Tools are developed to make a job easier and do it
better; in my opinion taking
advantage of those tools and doing things "the easy way" makes you more
professional, not less.
I would agree, but...
1) Being able ot use the tools, however proficiently, does not
necessarily equate with being able to design/make those tools. I haev
never used dBase (or any other database for that matter), so I can't
comment on that, but I will claim that being able to use _some_
application programs does not make you a programmer.
2) The initial question was about education. Education is not production.

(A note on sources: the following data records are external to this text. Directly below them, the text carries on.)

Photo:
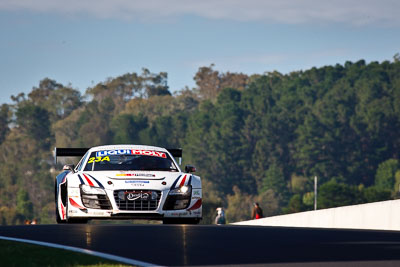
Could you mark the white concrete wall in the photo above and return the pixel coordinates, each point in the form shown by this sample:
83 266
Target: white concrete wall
383 215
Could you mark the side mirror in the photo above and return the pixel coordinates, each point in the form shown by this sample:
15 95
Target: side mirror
190 168
69 167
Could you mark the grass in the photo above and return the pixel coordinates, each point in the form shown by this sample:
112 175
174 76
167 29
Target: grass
21 254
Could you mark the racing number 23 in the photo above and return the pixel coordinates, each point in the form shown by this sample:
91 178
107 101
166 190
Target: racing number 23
98 159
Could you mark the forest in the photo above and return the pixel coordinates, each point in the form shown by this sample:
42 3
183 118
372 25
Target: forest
253 138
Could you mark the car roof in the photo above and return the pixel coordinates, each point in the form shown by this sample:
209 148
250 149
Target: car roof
126 146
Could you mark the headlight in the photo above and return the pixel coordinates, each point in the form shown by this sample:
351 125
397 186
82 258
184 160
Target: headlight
92 190
181 191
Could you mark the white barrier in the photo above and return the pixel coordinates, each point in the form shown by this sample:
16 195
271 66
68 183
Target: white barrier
384 215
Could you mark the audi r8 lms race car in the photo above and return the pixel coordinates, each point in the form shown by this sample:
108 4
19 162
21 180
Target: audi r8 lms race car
127 182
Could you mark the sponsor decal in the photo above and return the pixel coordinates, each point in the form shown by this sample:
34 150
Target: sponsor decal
136 174
196 193
179 214
96 213
131 152
134 196
98 159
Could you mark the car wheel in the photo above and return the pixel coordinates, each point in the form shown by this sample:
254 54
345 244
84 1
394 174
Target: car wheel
58 218
72 220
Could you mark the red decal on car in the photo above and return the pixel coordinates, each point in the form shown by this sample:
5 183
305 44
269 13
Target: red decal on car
62 211
183 181
87 179
76 205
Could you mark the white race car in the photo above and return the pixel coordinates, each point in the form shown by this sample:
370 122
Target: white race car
127 182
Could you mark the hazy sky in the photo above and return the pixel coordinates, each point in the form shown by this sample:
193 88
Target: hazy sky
83 42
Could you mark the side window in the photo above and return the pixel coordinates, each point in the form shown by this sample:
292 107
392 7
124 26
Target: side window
80 164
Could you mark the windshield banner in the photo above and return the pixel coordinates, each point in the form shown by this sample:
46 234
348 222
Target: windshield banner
131 152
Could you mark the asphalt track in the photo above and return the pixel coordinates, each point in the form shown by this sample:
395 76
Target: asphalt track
179 245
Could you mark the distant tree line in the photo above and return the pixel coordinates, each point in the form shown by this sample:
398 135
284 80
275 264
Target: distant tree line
252 138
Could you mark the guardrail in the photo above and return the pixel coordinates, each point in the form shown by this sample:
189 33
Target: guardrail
384 215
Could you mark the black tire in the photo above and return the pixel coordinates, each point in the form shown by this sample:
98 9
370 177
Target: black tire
58 218
181 221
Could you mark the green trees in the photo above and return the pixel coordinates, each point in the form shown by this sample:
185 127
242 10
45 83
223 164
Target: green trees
260 138
385 177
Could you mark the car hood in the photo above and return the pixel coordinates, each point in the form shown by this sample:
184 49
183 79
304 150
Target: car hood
160 180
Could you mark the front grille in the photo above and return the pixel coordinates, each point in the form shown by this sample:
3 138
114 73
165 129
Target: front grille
96 201
141 203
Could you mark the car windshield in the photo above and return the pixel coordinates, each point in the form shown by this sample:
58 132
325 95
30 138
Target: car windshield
129 160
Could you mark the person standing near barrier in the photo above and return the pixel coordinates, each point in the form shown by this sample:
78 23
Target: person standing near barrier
257 212
220 219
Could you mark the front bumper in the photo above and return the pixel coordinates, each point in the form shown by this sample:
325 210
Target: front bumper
151 209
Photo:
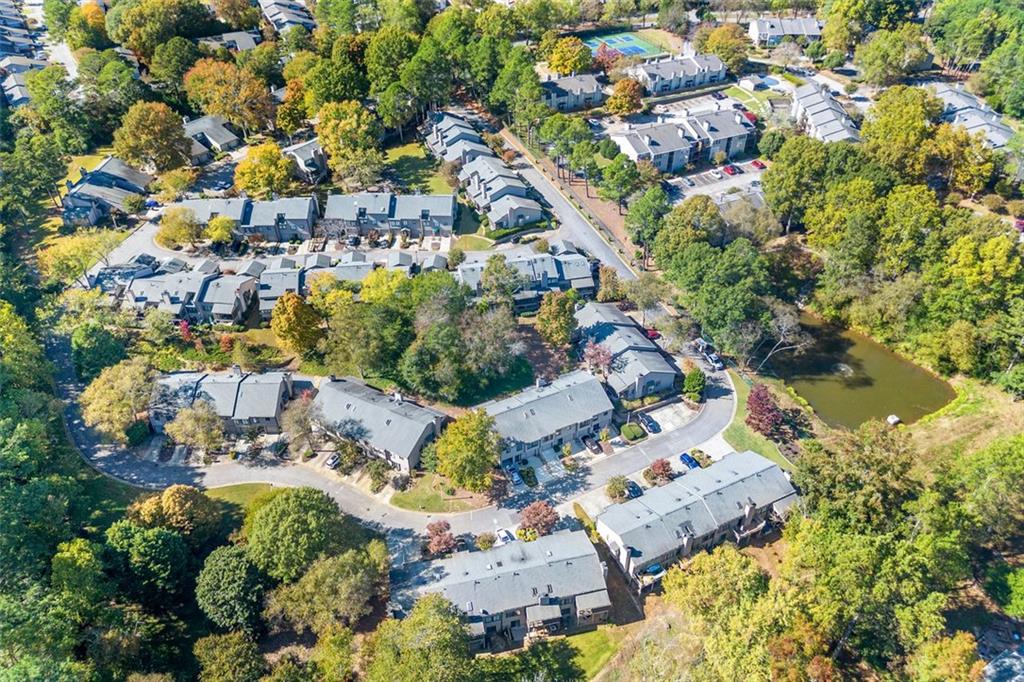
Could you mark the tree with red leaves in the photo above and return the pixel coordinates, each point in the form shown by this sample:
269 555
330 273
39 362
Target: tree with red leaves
439 538
597 356
538 516
660 471
763 413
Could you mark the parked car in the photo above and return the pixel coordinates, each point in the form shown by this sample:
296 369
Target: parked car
688 460
503 537
648 423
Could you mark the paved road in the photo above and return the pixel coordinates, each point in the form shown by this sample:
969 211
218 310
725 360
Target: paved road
119 463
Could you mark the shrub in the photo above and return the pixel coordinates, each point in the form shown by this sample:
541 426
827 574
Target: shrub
485 541
378 471
616 488
137 433
632 432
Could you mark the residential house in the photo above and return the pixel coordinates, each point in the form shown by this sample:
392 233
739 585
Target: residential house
541 273
352 266
282 275
101 192
638 369
283 219
735 499
572 92
675 74
244 400
815 110
433 261
15 64
514 212
672 144
226 299
667 145
770 31
970 112
507 594
210 135
385 426
724 131
176 293
445 129
310 164
487 179
236 41
413 215
549 415
15 89
286 14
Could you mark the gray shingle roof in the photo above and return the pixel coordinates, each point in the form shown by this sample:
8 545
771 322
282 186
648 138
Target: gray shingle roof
509 577
386 424
540 411
696 504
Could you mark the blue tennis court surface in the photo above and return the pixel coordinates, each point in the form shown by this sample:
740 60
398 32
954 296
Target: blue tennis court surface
629 44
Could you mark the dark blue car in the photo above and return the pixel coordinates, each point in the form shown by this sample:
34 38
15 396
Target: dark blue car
686 459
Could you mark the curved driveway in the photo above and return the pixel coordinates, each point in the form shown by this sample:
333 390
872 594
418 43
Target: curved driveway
120 463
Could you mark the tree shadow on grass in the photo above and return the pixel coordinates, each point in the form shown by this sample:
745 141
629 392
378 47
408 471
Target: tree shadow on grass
552 659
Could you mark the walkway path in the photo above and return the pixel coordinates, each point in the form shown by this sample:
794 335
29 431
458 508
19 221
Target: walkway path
120 463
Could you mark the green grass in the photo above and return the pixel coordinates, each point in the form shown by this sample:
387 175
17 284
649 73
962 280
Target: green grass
759 101
473 243
741 436
595 648
416 169
240 495
427 495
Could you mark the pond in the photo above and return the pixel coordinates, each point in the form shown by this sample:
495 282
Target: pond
849 379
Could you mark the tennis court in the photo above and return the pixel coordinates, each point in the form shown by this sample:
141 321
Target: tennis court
629 44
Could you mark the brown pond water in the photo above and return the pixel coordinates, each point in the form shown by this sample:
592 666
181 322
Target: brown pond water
849 379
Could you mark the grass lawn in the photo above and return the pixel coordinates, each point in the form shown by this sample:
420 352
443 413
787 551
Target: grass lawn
416 169
595 648
240 495
760 101
427 495
741 436
473 243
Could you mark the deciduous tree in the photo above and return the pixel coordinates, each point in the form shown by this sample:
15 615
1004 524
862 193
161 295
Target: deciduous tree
151 136
468 451
229 589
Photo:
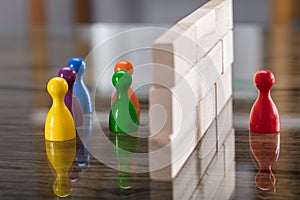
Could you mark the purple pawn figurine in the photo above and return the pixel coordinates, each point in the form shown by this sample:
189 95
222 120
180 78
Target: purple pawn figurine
71 100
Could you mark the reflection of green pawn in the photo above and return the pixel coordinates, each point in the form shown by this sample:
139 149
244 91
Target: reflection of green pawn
126 147
123 117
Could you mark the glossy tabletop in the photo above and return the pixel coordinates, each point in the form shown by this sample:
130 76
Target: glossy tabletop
29 58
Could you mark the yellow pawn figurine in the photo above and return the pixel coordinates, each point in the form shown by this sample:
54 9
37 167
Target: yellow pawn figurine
61 156
59 124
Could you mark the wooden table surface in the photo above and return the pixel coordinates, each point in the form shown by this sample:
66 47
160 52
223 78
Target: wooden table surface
30 58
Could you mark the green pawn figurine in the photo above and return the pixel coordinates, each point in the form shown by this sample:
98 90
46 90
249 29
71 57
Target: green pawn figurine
123 117
125 147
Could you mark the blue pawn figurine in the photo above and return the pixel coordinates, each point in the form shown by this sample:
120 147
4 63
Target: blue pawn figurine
80 89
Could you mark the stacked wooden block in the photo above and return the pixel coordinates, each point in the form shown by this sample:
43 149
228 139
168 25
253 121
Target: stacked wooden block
207 174
192 65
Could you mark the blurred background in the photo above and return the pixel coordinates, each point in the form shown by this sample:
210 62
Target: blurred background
23 13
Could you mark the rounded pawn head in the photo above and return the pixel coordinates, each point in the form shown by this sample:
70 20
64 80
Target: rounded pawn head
264 80
68 74
57 87
122 80
77 64
124 65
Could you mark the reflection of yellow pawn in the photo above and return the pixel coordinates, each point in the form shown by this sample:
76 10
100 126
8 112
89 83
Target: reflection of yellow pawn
59 124
61 156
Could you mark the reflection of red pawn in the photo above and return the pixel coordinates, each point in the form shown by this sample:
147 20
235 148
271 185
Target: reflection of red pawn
265 149
264 116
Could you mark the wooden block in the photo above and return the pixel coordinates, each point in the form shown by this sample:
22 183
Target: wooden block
185 43
224 89
192 85
227 43
188 178
196 84
224 123
170 148
229 151
211 179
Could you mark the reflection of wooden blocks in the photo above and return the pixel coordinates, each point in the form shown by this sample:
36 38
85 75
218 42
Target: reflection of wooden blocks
192 83
204 170
219 173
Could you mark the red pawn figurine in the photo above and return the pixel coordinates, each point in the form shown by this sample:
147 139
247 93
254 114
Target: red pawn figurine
264 117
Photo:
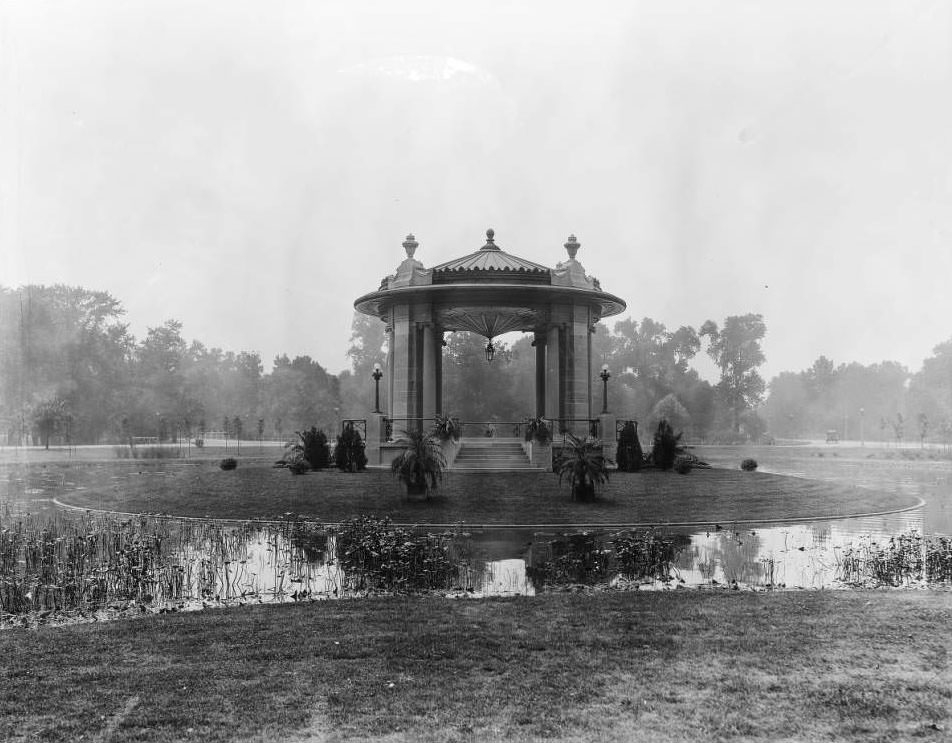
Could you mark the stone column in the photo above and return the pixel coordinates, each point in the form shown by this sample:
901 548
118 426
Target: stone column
403 397
539 343
430 350
606 434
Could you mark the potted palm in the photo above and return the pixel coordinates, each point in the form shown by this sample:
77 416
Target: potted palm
421 463
583 463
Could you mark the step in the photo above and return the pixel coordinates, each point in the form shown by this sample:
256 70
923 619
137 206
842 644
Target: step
492 455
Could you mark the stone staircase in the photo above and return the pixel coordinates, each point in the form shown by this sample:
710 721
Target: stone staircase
492 455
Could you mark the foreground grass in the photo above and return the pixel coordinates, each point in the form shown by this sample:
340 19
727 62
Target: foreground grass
686 665
256 490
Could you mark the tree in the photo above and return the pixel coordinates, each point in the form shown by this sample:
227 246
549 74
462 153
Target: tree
349 453
48 415
630 455
421 463
736 350
669 408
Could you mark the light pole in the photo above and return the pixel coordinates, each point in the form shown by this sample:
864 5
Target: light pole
377 375
605 375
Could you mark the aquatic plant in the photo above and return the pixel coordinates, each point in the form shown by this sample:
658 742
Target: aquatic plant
585 558
582 462
349 453
375 554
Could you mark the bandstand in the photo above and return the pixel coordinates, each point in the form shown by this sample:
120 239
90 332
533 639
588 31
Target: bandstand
488 292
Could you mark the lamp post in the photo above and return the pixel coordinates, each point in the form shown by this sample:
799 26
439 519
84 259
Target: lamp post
377 375
605 375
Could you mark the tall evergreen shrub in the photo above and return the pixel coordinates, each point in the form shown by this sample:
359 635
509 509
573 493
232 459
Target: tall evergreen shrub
349 453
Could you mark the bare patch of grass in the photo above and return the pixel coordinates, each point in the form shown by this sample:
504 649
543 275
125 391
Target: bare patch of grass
627 666
256 490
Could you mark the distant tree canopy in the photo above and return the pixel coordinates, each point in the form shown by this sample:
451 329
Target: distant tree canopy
70 369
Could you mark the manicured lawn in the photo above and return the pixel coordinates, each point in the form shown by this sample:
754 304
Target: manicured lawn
257 490
682 665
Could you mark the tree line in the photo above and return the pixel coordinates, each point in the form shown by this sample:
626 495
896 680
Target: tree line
70 368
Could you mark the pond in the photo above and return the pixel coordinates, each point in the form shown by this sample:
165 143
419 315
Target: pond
50 560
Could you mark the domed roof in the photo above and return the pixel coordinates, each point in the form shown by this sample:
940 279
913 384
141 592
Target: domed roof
490 263
490 291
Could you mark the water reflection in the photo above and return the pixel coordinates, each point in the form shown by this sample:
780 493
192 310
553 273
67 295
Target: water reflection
794 555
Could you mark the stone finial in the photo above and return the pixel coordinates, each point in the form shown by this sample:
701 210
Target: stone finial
410 245
490 240
572 246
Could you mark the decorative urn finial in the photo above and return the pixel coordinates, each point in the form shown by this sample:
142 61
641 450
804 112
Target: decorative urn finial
572 246
410 245
490 240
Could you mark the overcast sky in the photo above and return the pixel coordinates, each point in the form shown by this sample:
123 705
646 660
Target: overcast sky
252 168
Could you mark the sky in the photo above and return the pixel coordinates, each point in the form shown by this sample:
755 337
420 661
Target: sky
250 169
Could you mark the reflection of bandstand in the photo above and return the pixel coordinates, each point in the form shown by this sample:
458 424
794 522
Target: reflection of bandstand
489 292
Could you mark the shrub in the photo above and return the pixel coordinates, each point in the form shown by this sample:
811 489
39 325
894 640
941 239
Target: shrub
312 445
446 428
349 453
421 463
630 455
582 461
374 553
683 465
666 446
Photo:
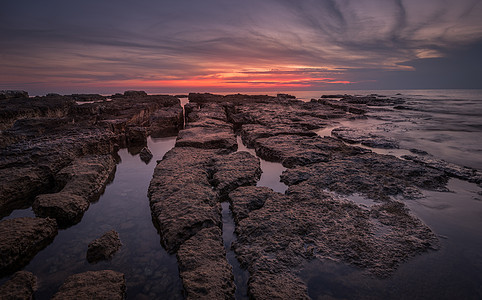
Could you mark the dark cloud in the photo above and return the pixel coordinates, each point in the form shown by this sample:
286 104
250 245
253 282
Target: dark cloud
388 43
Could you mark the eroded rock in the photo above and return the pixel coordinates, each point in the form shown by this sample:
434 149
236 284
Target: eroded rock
145 155
82 182
104 247
203 267
104 284
373 175
22 285
21 239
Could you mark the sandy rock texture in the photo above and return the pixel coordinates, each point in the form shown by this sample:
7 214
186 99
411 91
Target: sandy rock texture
22 285
21 239
185 194
103 247
103 284
42 135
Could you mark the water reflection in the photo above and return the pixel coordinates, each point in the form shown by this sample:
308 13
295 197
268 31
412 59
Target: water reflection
271 171
149 270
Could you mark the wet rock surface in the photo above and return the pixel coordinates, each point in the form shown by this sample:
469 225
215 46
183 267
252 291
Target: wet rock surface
103 247
59 153
42 135
22 285
185 194
145 155
205 272
373 175
21 239
278 233
104 284
82 182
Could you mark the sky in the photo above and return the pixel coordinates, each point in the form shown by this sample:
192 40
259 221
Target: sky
107 46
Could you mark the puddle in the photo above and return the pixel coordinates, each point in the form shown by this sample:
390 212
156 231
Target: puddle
240 275
453 272
150 272
326 132
271 171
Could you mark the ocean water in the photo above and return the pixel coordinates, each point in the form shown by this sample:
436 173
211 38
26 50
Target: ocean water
447 124
444 123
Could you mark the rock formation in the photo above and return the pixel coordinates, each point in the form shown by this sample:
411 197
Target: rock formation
21 239
104 284
22 285
104 247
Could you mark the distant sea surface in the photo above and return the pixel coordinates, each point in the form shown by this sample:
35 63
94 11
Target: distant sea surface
444 123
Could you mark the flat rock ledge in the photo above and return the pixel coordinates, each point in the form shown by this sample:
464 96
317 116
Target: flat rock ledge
22 285
105 284
185 194
104 247
278 234
21 239
82 182
204 270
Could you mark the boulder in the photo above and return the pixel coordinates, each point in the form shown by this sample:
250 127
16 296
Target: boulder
103 284
145 155
22 285
82 182
21 239
203 267
8 94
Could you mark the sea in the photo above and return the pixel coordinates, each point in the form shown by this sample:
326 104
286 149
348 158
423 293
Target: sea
446 124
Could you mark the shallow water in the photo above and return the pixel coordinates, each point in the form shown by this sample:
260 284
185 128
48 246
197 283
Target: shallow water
240 275
149 270
453 272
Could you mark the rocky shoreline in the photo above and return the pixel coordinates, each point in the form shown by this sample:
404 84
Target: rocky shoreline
59 152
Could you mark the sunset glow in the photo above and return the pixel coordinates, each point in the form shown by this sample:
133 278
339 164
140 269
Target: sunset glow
172 47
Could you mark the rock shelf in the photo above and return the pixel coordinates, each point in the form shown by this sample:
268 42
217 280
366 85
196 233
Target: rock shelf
59 152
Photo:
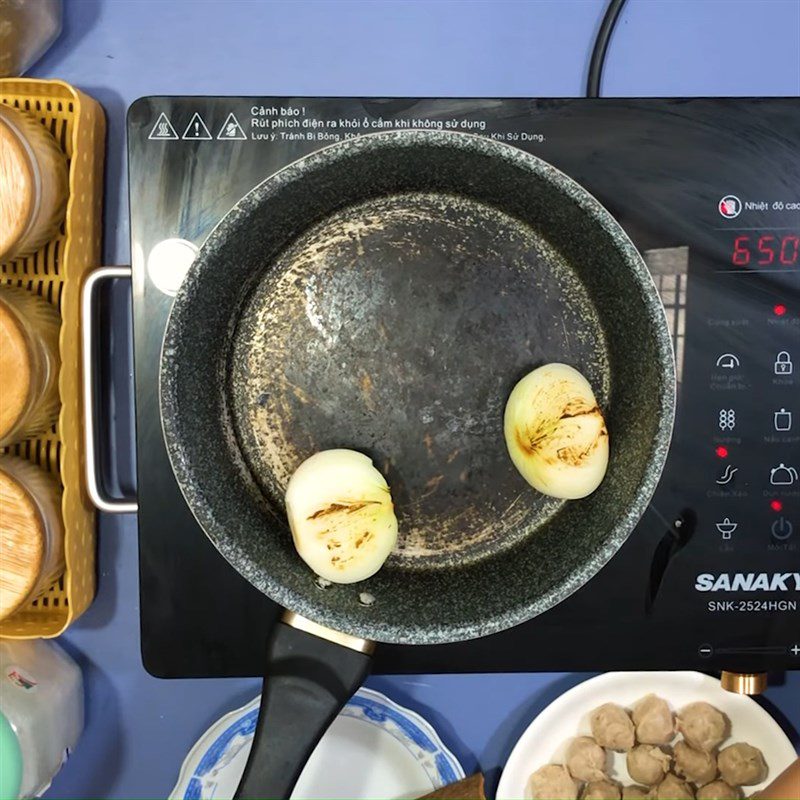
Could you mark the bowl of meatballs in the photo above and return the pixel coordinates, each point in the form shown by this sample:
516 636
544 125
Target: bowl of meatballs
647 735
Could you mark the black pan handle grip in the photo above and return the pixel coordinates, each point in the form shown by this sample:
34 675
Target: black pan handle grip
307 682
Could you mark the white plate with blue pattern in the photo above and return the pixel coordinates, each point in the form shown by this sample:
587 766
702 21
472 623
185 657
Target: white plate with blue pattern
374 749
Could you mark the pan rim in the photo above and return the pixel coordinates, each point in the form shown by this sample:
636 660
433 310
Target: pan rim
398 631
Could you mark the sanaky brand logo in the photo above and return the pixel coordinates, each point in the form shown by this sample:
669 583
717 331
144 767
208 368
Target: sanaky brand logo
748 582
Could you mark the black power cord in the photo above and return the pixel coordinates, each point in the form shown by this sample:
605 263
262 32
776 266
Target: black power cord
600 47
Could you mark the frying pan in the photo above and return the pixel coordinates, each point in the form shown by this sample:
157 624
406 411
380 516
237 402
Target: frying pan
385 294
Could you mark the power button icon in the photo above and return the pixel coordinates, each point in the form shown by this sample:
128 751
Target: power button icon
782 529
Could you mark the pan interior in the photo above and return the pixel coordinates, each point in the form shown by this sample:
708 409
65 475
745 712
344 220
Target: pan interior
398 327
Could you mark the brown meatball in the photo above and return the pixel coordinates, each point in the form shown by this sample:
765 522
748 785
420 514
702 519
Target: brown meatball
601 790
672 788
696 766
702 725
612 727
742 764
718 790
586 760
648 764
635 793
654 721
552 782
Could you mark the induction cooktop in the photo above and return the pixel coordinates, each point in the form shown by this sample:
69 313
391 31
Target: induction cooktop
709 191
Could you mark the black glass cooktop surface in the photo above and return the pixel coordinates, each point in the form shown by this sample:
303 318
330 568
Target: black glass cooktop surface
709 191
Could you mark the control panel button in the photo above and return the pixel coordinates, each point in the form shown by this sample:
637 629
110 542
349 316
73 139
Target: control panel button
727 527
783 475
728 361
783 363
783 420
782 529
726 476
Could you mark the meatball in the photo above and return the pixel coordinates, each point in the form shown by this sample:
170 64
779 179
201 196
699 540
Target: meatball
635 793
552 782
718 790
601 790
672 788
654 721
612 727
742 764
648 764
586 760
694 765
702 725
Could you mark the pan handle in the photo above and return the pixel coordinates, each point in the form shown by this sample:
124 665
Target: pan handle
311 673
94 486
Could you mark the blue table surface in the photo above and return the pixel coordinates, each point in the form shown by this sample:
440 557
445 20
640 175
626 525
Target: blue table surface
138 728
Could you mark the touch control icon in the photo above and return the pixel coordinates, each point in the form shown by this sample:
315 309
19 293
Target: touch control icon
727 475
783 475
727 527
728 361
783 420
727 419
783 364
782 529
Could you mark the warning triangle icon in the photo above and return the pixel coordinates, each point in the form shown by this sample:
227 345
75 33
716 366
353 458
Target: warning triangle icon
231 129
196 129
163 129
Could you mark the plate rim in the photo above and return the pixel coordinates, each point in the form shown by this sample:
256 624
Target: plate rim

When you're prodcuing something, of course you use all the applicable
tools. When you're leaning about things, you have to do things 'by hand'
to understand them (and example of this, from another context, is that
photography couses used to insist that the students used cameras with
manaul focuessing and exposure cotnrol, so they could learn what said
adjustments meant, even though if you were being paid to take photographs
you would _probably_ welcome some automation). I fact I will go further
and say that the true professionals not only use the right tools, but
also fully understnad how those tools work and behave, because that way
they can use them more effectvely.
A programming professional's job is to deliver a product that meets the client's
needs, is well documented and easily maintained, and is delivered on time and
within budget. Knowing or caring about the arcane details of a disk drive or being
able to program an OS-less computer in binary may matter if you're working on
an embedded controller but it's pretty irrelevant if the project is a client
accounting
system for a large financial institution.
Tuew, but a 'client system for a large finanicail instution' is hardly
the only type ofr computer application.